Das ist eine sehr gute und auch sehr wichtige Frage. Manchmal kommen Menschen auf mich zu und sagen, dass sie es nicht gut finden, dass ich diese schönen Bilder „verschandele“. Ich für meinen Teil empfinde es mehr so, als würde ich diesen Bildern ein zweites Leben schenken. Wir alle haben ‘die alten Schinken’ bei unseren Großeltern an der Wand gesehen und verbinden Emotionalitäten mit den goldenen Prunkrahmen, angefüllt mit kitschigen Landschaftsszenerien. Aber die Wenigsten hängen sich diese, aus der Mode gekommenen Bilder, in die Wohnung. Sie landen in Kellern, auf Dachböden und im schlimmsten Fall auf dem Müll. In den meisten Fällen landen sie auf dem Flohmarkt. Da hol ich sie dann ab.

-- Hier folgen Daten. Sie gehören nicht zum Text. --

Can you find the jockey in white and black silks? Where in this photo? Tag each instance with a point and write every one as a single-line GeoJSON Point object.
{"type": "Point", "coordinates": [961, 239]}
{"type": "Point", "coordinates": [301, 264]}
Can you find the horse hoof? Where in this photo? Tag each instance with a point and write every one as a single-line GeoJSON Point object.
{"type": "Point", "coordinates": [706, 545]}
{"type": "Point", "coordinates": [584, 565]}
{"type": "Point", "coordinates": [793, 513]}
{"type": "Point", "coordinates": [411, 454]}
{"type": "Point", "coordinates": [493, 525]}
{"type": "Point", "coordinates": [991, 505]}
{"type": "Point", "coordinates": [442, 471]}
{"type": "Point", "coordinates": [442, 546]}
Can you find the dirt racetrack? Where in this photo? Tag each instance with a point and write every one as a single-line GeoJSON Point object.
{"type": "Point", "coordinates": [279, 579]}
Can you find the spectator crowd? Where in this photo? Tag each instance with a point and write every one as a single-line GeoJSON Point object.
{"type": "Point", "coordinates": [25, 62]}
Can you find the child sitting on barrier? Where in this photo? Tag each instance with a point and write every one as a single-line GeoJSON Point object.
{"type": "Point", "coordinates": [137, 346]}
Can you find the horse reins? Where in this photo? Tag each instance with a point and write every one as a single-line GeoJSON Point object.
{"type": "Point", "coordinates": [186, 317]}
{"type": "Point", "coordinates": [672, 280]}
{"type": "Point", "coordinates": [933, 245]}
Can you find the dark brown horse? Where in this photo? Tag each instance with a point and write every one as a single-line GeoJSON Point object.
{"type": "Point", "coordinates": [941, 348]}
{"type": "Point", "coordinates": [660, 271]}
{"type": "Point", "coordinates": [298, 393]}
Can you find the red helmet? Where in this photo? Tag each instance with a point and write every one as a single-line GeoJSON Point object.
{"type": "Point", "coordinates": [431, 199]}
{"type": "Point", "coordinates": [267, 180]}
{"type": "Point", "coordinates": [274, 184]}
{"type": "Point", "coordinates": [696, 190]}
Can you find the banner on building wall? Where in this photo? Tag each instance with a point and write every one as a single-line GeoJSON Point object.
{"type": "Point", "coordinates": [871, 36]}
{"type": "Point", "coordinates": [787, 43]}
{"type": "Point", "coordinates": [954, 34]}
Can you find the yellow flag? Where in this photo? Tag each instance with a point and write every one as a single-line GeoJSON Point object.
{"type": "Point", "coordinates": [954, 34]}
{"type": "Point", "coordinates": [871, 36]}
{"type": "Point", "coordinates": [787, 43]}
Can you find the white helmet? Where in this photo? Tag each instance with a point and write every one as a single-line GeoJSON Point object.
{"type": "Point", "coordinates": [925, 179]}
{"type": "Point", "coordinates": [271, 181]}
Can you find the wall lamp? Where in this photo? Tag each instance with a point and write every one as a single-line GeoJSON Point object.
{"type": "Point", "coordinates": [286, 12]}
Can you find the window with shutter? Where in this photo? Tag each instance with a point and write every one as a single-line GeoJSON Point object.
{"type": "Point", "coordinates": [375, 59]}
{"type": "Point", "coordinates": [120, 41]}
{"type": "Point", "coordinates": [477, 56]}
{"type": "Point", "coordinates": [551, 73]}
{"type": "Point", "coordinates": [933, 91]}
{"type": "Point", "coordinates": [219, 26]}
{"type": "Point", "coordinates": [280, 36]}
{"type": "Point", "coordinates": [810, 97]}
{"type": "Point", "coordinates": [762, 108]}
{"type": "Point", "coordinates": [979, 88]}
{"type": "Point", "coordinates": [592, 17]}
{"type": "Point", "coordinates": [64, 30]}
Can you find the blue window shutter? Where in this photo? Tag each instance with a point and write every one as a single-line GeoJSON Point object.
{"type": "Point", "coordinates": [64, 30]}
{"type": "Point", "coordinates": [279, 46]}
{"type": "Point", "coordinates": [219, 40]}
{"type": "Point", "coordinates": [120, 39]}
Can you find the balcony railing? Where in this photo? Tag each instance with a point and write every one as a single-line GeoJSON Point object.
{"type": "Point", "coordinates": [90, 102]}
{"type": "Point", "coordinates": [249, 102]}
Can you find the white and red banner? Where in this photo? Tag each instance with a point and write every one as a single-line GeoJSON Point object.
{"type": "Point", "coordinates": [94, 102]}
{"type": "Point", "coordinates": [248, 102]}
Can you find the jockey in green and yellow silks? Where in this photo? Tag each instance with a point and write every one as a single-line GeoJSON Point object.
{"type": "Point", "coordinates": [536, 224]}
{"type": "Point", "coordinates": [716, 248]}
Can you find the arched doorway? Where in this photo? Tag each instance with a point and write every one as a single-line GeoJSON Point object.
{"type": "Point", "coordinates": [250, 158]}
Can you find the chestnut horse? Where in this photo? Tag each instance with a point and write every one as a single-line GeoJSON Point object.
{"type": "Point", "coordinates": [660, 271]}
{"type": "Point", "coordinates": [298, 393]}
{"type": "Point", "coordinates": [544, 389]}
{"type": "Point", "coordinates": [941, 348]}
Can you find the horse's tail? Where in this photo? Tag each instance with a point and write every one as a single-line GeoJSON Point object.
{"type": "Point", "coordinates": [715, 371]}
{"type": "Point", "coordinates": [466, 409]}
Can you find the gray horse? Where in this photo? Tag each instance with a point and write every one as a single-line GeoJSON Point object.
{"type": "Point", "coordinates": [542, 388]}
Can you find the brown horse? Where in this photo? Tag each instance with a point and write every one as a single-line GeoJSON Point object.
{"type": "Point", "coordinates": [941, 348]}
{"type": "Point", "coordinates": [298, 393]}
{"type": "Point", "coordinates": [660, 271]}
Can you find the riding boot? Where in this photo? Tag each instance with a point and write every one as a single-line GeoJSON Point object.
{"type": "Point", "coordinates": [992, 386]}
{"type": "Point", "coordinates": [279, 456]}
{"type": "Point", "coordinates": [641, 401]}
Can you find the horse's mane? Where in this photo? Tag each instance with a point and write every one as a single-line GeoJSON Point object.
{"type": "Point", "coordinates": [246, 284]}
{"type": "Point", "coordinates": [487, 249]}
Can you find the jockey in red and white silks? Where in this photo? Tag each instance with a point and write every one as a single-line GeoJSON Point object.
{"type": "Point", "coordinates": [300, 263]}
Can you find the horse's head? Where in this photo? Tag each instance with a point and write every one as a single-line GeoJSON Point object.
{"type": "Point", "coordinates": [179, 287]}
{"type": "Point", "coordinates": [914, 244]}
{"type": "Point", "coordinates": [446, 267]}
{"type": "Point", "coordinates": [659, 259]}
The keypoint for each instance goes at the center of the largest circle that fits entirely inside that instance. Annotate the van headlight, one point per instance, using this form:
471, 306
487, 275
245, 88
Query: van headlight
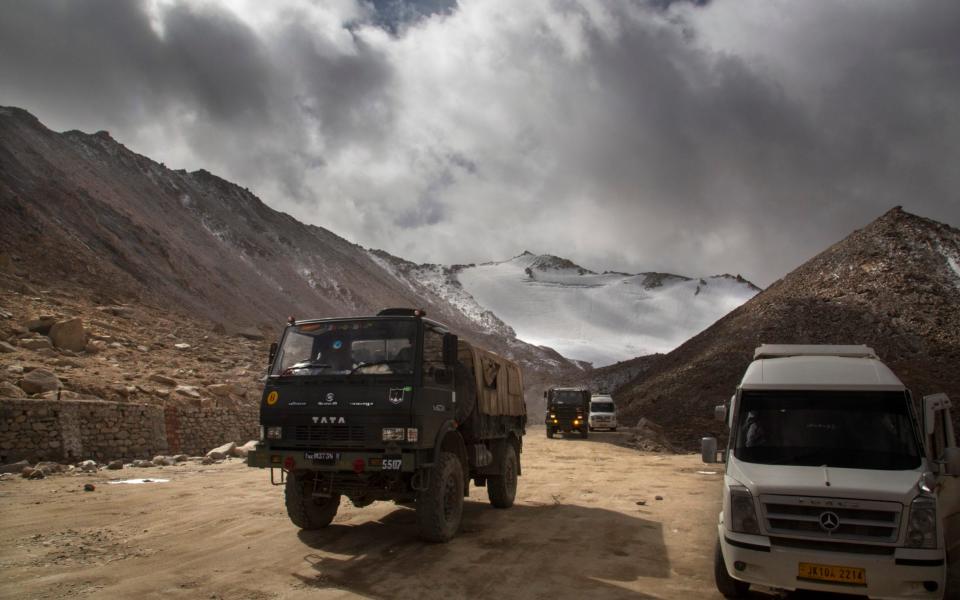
743, 512
922, 526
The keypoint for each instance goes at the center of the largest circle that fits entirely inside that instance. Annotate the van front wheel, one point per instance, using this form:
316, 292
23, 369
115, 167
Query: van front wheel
726, 585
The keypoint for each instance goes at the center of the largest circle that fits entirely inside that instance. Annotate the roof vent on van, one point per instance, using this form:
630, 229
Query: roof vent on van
402, 312
783, 350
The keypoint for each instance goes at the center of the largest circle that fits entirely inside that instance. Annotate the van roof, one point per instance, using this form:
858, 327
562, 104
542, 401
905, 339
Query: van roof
820, 372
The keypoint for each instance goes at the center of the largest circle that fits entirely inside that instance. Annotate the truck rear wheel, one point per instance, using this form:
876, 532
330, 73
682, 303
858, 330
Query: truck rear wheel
726, 585
502, 488
306, 511
440, 505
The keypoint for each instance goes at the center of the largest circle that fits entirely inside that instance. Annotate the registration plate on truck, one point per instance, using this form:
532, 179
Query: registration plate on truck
833, 574
323, 458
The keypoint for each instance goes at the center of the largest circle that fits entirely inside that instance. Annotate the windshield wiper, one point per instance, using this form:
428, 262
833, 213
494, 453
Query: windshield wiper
376, 362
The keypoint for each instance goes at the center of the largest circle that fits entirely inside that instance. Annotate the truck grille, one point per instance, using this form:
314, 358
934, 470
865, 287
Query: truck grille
339, 435
832, 518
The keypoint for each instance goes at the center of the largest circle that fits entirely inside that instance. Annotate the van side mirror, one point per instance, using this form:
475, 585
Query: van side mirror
273, 353
951, 460
708, 450
720, 412
450, 349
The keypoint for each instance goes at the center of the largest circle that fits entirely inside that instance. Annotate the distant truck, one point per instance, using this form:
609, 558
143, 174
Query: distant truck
832, 482
389, 407
603, 413
567, 411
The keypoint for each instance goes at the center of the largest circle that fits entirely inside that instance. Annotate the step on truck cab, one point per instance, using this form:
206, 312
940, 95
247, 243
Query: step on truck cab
389, 407
567, 410
832, 482
603, 413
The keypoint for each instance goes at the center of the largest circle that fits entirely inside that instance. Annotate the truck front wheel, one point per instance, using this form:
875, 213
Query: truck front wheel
306, 511
502, 488
440, 505
726, 585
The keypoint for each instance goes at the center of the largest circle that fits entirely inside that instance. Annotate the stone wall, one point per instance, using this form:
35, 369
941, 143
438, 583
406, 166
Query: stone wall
75, 430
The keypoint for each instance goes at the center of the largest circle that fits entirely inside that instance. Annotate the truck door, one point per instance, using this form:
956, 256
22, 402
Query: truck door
940, 441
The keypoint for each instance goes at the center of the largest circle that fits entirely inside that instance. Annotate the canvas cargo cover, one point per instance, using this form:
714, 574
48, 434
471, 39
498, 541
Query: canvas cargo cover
499, 382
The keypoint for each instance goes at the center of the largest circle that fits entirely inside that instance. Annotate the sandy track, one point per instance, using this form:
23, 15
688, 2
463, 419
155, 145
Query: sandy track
220, 532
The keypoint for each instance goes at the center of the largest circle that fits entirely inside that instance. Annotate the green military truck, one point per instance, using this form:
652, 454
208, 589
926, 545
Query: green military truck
389, 407
567, 411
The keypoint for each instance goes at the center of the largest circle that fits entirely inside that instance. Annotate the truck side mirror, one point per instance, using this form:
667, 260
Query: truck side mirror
708, 450
720, 412
273, 353
951, 460
450, 349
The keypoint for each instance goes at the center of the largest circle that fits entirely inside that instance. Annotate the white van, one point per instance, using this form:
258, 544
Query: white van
832, 482
603, 413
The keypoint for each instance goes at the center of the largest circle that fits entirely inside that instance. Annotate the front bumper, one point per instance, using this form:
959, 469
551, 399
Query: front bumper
345, 460
897, 576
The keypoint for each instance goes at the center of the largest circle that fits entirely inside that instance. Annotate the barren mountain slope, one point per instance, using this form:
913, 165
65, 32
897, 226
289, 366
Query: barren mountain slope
83, 208
894, 285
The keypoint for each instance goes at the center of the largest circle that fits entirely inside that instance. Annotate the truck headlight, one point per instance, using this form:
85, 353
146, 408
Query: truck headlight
743, 513
922, 526
394, 434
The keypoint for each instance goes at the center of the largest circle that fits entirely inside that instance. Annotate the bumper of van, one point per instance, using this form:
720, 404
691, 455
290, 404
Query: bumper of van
908, 573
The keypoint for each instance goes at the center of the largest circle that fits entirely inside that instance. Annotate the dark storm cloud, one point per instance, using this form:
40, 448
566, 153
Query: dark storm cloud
687, 136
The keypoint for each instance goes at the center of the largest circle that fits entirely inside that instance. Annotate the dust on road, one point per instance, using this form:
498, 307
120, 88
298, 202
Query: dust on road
586, 524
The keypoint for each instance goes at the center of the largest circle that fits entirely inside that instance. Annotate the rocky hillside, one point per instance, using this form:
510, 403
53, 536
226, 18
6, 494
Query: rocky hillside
83, 212
893, 285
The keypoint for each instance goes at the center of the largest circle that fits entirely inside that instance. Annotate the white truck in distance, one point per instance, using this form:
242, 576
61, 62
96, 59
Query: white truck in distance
832, 482
603, 413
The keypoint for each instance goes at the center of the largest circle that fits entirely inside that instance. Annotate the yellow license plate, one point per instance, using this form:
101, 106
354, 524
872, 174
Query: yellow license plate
833, 574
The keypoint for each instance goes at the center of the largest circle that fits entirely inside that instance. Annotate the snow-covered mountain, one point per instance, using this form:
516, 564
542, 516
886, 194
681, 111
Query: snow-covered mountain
600, 318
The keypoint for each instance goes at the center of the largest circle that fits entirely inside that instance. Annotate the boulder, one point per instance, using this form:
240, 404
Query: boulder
16, 467
8, 390
69, 335
224, 450
38, 381
42, 343
242, 451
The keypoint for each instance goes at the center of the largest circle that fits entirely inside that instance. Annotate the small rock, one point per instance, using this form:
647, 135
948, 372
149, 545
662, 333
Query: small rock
8, 390
38, 381
69, 334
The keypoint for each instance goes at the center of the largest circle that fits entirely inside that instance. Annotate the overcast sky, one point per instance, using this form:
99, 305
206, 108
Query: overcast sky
693, 137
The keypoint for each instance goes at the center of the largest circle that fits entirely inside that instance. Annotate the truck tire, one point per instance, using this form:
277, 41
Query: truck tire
305, 511
726, 585
440, 505
502, 488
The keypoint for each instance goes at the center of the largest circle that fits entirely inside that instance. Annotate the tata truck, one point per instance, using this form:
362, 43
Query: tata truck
603, 413
833, 481
567, 411
388, 407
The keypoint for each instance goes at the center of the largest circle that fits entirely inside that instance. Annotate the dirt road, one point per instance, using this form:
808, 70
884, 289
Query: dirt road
586, 524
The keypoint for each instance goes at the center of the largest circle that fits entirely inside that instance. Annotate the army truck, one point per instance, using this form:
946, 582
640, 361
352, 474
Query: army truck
389, 407
833, 483
567, 411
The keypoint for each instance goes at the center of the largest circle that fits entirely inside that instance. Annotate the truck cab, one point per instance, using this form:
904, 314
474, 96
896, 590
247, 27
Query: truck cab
388, 407
833, 483
603, 413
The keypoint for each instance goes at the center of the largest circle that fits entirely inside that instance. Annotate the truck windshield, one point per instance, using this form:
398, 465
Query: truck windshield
568, 398
857, 430
346, 347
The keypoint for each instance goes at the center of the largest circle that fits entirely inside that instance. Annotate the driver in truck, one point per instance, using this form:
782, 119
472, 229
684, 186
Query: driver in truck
832, 481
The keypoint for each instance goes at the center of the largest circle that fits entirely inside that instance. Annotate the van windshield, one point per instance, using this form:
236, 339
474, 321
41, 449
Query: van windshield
346, 348
857, 430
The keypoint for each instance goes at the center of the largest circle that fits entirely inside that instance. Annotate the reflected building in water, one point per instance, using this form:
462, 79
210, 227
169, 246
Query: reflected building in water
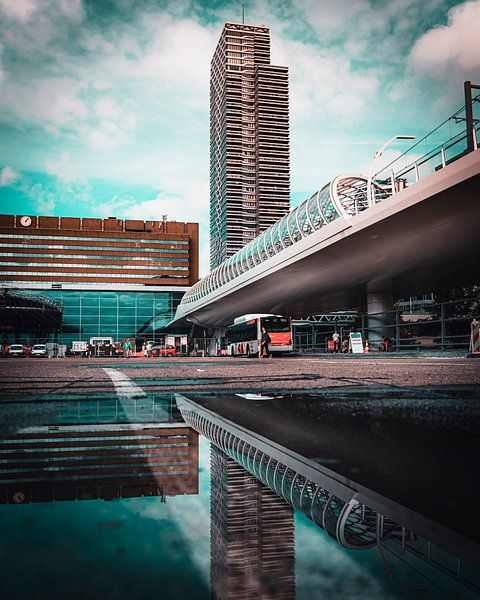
252, 536
356, 518
100, 450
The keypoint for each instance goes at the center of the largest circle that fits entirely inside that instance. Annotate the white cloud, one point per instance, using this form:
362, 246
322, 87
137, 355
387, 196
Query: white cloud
64, 168
44, 200
19, 10
8, 176
453, 47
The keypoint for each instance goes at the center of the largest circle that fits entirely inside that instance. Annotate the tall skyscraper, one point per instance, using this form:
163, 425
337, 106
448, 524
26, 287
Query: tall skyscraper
249, 140
252, 536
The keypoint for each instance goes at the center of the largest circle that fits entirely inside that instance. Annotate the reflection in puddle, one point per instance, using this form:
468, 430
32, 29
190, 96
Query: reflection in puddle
167, 527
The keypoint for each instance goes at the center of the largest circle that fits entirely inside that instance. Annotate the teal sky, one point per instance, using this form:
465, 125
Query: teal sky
104, 104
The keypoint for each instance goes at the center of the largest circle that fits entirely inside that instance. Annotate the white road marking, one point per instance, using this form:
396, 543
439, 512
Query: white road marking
124, 386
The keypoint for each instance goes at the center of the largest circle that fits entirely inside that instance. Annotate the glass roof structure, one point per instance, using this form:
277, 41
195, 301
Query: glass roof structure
345, 196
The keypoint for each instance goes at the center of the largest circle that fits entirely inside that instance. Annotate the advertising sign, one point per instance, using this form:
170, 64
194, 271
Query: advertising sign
355, 343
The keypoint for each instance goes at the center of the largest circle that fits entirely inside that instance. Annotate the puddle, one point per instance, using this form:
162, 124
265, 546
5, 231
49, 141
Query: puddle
104, 497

Es gibt zig schöne Bilder, gemalt von Künstlern, die es nicht in die großen Museen geschafft haben. Und ihre Bilder werden wie Sperrmüll behandelt. Ich nehme diese Bilder und gestalte sie neu mit meinem Milchbengel. Ich schaffe den Bruch zwischen Omas Guter Stube und fancy Hipster WG. Der Milchbengel nimmt die unbekannten Künstler quasi mit in die Gegenwart. Aus Respekt vor den Künstlern versuche ich, soweit es geht, ihre Signaturen offen zu lassen. Sodass es zu einer Art Collabo wird. Es kann aber auch mal passieren, dass mir ein Bild so gut gefällt, dass ich da keinen Milchbengel drauf male. Dieses Bild ist dann so schön gemalt, dass es für mich zeitlos ist. Und dieses Bild hängt jetzt bei mir im Wohnzimmer. Ohne Bengel.
Welche Materialien benutzt Du sonst noch für Deine Werke?
Meine Hauptmaterialien sind Sprühdosen und Molotow One4All Acryl Marker. Ich möchte mich ein bisschen mehr Richtung Pinsel entwickeln, aber generell stehe ich und diese borstigen Stöckchen eher auf dem Kriegsfuß. Als Untergrund male ich auch sehr gerne auf alten Tabletts aus Metall oder Holz.
Hast Du schon das fertige Motiv im Kopf, bevor Du die Wand siehst oder lässt Du dich auch von der jeweiligen Umgebung oder dem Hintergrund beeinflussen?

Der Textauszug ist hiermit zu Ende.